One of the handicaps of being a society of laws is that we use the laws to define the line between acceptable and unacceptable behavior. We set the line of aspirational behavior at the level or laws. We then often explore how far short of that line we can come without being noticed. The law becomes our highest expectation and we even forgive ourselves for falling short. Ethics and morality are vague concepts not clearly defined and often described through the eyes of the beholders. Those standards elude us and today we seen them drift farther into obscurity. 

We could ask, “Where are our moral leaders”? We should not look to institutions. Any moral leaders there must ascend the walls of political correctness to be seen. Our true moral leaders are those of us doing the right thing, often in total obscurity. And what is the right thing, after all? It’s trite but true: we can’t enact morality into law. We can’t even codify all the “principles”. All we can do is catalog actual cases of ethical and moral behavior. We literally make up such behavior as we go along. Each case of doing the right thing is unique. Just exactly what is right is in the eye of the beholder. Moral leadership through preaching so called principles is illusory without reference to the examples.
The law is not our line of aspirational behavior. The law actually is the line of minimally acceptable behavior. That’s the point. When confronted with the moral question, we each should aspire to find the right the right behavior and then act. Each of us can be a moral leader when we see the opportunity. Failing to know what is right is one thing. Failing to act when we see the opportunity leads us to a double fault.  We leave the scene excusing ourselves as the one not responsible for the moral leadership. Or, we follow the minimal behavior required by law.

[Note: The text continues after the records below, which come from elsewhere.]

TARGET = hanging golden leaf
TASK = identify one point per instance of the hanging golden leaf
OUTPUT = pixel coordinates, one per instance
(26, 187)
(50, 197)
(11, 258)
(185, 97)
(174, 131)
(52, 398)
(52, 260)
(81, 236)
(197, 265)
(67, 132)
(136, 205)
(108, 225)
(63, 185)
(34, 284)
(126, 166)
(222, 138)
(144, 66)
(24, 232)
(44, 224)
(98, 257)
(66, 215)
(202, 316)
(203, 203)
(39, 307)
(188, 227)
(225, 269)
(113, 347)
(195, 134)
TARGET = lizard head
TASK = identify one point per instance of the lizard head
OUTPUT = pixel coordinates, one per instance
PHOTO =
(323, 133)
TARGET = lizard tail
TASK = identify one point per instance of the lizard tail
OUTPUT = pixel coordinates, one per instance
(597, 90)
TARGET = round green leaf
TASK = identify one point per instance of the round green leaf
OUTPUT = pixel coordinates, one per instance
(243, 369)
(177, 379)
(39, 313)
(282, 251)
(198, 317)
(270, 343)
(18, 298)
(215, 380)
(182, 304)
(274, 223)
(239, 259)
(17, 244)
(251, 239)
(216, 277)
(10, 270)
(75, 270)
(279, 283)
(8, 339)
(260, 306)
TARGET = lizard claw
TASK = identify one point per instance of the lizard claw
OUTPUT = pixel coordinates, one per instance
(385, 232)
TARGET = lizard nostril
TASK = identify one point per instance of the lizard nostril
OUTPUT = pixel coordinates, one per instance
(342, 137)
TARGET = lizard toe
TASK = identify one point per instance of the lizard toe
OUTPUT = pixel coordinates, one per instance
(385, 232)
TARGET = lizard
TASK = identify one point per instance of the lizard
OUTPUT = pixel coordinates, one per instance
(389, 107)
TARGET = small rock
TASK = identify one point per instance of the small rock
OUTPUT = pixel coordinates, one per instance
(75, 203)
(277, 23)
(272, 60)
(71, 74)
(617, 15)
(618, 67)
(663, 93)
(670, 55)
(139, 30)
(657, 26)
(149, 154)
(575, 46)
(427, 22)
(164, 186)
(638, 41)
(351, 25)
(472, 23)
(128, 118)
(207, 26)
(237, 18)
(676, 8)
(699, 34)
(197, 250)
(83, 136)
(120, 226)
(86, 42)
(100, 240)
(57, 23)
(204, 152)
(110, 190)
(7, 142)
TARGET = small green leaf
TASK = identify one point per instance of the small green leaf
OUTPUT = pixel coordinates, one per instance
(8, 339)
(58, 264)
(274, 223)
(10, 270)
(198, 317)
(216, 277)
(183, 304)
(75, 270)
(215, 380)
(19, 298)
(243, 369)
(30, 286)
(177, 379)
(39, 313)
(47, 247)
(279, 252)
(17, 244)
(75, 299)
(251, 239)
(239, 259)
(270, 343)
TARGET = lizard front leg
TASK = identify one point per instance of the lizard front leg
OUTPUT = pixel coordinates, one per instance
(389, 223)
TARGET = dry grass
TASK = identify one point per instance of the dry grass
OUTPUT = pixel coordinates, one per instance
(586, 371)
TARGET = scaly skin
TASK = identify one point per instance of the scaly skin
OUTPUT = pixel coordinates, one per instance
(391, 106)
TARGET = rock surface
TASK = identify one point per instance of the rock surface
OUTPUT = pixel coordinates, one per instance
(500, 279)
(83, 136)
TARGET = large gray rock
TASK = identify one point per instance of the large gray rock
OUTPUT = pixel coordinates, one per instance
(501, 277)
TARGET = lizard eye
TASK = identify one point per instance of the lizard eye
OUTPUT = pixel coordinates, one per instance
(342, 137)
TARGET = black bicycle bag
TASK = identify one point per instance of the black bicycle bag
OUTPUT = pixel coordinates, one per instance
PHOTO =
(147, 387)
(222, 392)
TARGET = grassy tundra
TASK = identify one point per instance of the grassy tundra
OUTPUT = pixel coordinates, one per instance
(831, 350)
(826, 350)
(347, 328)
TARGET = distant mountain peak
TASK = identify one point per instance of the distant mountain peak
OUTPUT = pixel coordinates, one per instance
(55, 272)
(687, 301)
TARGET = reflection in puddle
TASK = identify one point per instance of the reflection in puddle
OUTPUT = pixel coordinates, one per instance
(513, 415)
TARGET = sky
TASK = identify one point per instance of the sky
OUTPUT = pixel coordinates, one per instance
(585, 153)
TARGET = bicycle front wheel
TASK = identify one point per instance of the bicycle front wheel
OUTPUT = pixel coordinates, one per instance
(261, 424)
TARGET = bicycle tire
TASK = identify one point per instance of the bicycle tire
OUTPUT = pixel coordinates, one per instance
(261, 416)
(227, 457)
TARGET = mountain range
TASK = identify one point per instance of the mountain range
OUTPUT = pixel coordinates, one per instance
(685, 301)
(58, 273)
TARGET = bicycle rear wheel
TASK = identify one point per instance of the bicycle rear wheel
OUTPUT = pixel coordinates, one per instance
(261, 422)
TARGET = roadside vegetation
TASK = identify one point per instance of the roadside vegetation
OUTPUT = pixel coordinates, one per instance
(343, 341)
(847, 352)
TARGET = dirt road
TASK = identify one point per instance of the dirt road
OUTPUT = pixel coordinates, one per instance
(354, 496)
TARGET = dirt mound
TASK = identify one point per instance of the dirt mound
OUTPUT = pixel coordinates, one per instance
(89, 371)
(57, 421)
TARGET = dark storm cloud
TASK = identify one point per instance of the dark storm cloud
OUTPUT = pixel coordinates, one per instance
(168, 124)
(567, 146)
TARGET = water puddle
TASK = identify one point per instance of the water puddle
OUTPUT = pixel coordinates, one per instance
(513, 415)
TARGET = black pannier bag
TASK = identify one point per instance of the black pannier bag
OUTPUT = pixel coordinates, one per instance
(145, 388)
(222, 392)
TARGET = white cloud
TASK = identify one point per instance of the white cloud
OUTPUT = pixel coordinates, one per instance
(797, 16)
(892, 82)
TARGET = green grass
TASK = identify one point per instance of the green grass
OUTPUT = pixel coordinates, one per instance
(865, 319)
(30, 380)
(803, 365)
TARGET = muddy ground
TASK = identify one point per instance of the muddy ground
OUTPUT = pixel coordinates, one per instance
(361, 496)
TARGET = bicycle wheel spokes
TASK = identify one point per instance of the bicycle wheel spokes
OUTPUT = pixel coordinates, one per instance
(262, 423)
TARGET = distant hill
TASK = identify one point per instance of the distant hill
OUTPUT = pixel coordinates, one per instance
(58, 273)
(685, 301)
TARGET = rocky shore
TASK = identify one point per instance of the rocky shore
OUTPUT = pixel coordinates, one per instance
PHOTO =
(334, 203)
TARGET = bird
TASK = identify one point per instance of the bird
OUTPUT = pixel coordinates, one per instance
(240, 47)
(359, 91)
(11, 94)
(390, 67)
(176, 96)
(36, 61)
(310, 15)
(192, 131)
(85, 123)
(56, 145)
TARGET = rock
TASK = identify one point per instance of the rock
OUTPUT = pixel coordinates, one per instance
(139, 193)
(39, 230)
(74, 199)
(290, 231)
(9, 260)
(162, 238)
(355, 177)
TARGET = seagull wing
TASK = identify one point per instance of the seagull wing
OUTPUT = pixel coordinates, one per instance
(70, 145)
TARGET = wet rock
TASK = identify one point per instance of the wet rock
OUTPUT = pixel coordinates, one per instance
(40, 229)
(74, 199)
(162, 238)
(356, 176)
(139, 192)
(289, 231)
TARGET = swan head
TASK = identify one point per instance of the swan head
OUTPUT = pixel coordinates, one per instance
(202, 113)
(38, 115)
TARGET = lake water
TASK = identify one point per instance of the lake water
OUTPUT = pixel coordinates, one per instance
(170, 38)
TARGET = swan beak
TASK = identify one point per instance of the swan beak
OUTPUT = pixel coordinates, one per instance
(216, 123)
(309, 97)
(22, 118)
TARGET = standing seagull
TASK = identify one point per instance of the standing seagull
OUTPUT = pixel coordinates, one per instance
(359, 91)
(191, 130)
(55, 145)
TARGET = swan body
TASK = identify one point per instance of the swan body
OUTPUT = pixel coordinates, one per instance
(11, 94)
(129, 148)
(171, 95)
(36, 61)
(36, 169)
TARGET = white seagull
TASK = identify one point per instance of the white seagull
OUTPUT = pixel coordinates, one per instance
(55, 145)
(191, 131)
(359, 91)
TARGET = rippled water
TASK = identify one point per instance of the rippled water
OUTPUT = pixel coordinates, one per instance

Morality is not too amorphous to define and describe. Countless examples through history paint a clear picture. We’re just not spending enough time observing it. However, observation is only one part of the equation. Having the will to act when given the opportunity and then taking action completes the record. We need not look far to see glaring examples of moral lapses in today’s society. They, too, can teach us. Examples of bad behavior can instruct us as well. Will we learn?